Sources:http://www.americancatholic.org/features/valentinesday/origins/asp  http://www.luminarium.org/medlit/paston.htm                   http://news.bbc.co.uk/2/hi/uk_news/642175.stm for full text of the Brewes letter.  http://www.anglophone-direct.com/FRENCH-POEMS-FOR-VALENTINE-S-DAY  http://www.npr.org/2011/02/14/133693152/the-dark-origins-of-valentines-day http://www.history.com                                                       
http://en.wikipedia.org/wiki/Valentine%27s_Day   (I know. I’m sorry. But it has good sourcing.)

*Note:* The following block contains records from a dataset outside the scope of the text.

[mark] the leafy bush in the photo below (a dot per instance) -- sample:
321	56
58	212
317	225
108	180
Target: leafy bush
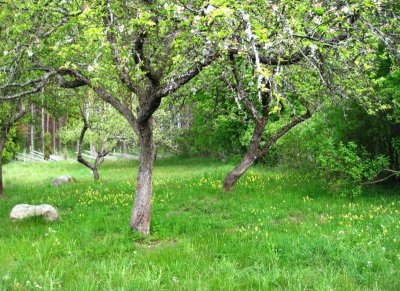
348	166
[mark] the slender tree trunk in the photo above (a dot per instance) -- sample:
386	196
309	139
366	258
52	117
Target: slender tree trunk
53	135
32	132
2	142
58	138
47	122
96	175
43	130
141	212
247	160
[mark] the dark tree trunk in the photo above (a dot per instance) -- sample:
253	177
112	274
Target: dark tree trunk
100	155
53	134
96	175
32	131
141	212
248	159
255	151
2	142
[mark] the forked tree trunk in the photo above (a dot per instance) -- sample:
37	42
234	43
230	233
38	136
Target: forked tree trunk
141	212
255	151
96	175
2	142
248	159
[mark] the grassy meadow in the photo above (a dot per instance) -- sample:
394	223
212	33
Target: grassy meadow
278	229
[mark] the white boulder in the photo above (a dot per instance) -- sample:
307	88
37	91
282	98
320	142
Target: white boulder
22	211
62	180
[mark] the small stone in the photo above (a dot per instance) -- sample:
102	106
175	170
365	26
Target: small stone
62	180
22	211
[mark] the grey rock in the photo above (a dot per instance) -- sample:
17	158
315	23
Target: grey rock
22	211
62	180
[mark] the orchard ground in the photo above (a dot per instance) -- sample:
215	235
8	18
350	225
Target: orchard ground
278	229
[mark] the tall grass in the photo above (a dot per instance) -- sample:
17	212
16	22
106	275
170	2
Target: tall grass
278	229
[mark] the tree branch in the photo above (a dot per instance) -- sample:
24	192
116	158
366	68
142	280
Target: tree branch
175	83
282	131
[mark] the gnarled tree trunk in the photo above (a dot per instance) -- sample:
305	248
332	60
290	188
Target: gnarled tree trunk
141	212
248	159
255	151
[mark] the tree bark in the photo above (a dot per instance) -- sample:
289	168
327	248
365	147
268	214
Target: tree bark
248	159
141	212
53	134
2	143
32	131
254	151
43	130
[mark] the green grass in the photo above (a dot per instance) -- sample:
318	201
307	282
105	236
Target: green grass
278	229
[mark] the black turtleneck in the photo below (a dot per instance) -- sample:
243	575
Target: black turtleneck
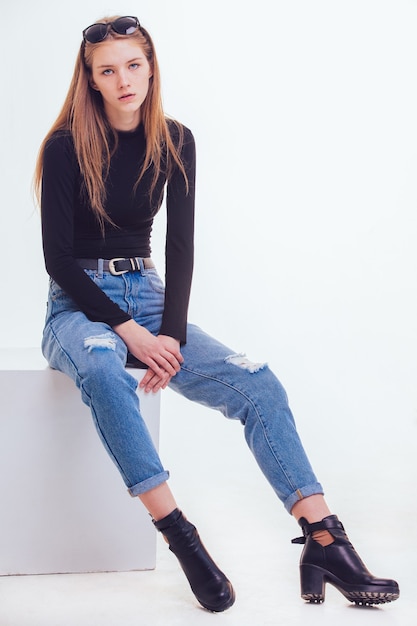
71	231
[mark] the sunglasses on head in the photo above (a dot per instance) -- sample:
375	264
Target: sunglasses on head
122	26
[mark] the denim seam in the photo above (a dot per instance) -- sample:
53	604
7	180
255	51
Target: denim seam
83	391
260	420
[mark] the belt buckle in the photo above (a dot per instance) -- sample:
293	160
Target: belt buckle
113	270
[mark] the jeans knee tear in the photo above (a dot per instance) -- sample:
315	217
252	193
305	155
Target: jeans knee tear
107	341
241	360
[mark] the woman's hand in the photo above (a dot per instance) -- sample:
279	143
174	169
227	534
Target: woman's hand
161	354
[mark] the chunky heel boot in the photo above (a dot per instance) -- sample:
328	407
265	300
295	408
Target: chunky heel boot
338	564
208	583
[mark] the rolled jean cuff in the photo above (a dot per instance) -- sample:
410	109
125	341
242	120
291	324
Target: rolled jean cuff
148	484
300	494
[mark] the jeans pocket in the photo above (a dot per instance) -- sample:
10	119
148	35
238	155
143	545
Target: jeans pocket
155	281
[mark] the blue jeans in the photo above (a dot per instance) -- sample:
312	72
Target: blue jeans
212	374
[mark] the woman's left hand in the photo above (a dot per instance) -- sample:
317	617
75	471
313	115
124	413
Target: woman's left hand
153	381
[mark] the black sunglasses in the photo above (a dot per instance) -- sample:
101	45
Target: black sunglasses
122	26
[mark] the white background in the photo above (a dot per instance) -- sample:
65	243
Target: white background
304	114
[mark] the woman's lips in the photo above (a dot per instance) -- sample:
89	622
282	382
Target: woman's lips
127	96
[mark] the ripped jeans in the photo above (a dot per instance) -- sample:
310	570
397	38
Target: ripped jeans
95	357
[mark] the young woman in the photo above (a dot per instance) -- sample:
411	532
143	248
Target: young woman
101	176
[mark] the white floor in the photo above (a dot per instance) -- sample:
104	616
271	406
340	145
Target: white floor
249	536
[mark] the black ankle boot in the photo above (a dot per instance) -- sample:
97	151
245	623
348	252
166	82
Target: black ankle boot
340	565
210	586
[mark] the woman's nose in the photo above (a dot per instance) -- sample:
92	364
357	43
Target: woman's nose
123	79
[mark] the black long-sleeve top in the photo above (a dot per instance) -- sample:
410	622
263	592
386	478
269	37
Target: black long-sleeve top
71	231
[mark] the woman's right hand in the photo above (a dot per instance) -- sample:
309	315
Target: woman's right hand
162	357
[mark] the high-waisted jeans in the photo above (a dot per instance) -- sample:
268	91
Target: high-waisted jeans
95	357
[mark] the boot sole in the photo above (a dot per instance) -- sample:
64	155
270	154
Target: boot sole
230	602
313	583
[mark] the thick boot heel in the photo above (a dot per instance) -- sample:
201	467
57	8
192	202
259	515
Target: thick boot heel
312	583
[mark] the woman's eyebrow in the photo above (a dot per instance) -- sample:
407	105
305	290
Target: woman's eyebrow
112	65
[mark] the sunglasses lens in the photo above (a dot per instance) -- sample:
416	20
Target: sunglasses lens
95	33
125	25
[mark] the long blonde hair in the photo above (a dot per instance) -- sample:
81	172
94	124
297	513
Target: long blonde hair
83	116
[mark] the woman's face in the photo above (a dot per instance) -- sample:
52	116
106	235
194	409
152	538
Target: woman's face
121	73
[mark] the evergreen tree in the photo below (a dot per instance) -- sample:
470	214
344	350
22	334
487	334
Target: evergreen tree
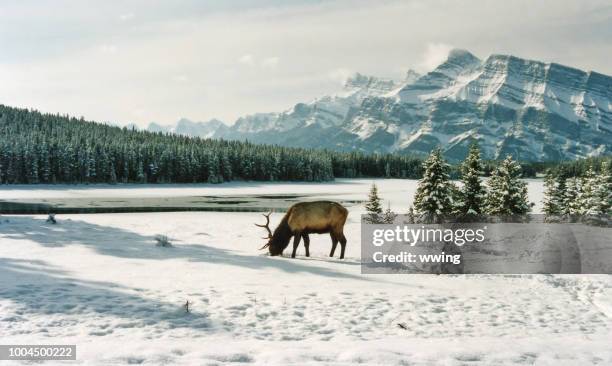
373	206
472	193
507	193
410	216
590	194
553	195
388	216
433	198
571	198
603	190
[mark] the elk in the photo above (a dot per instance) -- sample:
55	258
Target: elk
305	218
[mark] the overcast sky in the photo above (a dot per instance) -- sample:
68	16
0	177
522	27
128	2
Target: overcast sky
140	61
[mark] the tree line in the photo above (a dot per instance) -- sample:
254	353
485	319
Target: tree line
572	197
51	148
574	191
438	199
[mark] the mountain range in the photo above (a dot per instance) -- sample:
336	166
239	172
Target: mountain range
534	110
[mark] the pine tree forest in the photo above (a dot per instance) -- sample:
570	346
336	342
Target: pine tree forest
48	148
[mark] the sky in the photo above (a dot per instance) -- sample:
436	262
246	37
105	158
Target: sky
139	61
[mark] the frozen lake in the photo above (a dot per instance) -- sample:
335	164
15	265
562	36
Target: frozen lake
100	282
236	196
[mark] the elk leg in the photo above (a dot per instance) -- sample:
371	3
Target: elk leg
306	244
342	245
334	244
296	242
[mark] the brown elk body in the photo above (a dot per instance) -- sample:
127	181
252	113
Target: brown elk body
305	218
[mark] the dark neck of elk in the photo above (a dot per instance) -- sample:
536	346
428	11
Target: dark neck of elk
279	240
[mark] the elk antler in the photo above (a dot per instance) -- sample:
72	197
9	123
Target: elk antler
267	227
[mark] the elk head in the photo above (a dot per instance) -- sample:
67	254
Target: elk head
267	227
277	241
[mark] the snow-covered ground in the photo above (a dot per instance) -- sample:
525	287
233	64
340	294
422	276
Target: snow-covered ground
99	281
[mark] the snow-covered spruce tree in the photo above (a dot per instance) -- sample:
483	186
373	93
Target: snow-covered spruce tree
571	198
588	198
603	191
373	206
507	193
433	198
472	194
388	216
553	194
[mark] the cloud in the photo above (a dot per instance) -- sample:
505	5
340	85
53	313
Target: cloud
126	16
108	49
180	78
270	62
47	61
340	75
435	54
247	59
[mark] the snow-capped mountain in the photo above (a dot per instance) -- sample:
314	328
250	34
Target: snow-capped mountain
533	110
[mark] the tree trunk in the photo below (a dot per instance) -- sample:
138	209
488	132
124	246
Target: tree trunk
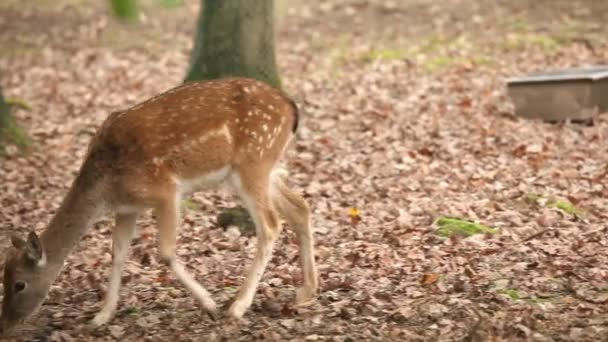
235	38
10	133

The photos are from Wikipedia. The card is from funforfun.com free Valentine's cards.
And if you'd like to read some later Medieval love poems, go here: http://aclerkofoxford.blogspot.com/2011/10/medieval-love-poem-fortunes-wheel.html
(The above was adapted from a previous post.)
 

 

13 comments:

  1. Replies
    1. Thanks, Willa. I'm continually fascinated by the holidays celebrated then.

      Delete
  2. Nice blog. Saints were celebrated constantly. I heard at one point there were only three none "saint's" days on the church calendar. If the question were When did St Valentine's Day become a commercial holiday? When Hallmark said it was :)

    ReplyDelete
    Replies
    1. Chuckled at your commercial holiday point, Ashley :) So true. Also at the number of saint's days. I was saddened to hear years ago that St. Barbara was no longer canonized--do I have that stated right? Anyway, apparently she was patron saint of soldiers. Oh, well.

      Delete
  3. Another fascinating post from you Barb. I have to say I'd like to go round the Cloisters here in NYC with you one day! Let me know if you're ever headed up this way!

    ReplyDelete
    Replies
    1. Andi that would be fantastic! I'd love to do that. I'll certainly 'holler' next time I'm up there. there used to be a cloister at the Nelson Museum in KC. I always thought it would be wonderful to be married there.

      Delete
  4. I loved this, Barbara! Thank you for sharing.

    ReplyDelete
    Replies
    1. Thanks, Lane. I can't help but help but wonder just how and when these kinds of holidays moved into the general populated in the Middle Ages.

      Delete
  5. One does not automatically think of Valentine's Day and the medieval world, Barb! If asked, I would have said the day was a modern creation. I love learning differently (hmmm, interesting concept for a medieval love story, lol).

    ReplyDelete
    Replies
    1. You've got a good idea, Mairi. I was intrigued by the Duc d'Orleans Valentine's message to his wife while he was imprisoned in England. And--that it survived!!

      Delete
  6. Barb, I loved this post it gave me lots to think about. Thanks

    ReplyDelete
    Replies
    1. Thanks Marlow. When another medieval author starts "thinking," that usually means another great story! Hope you're hard at work on yours!!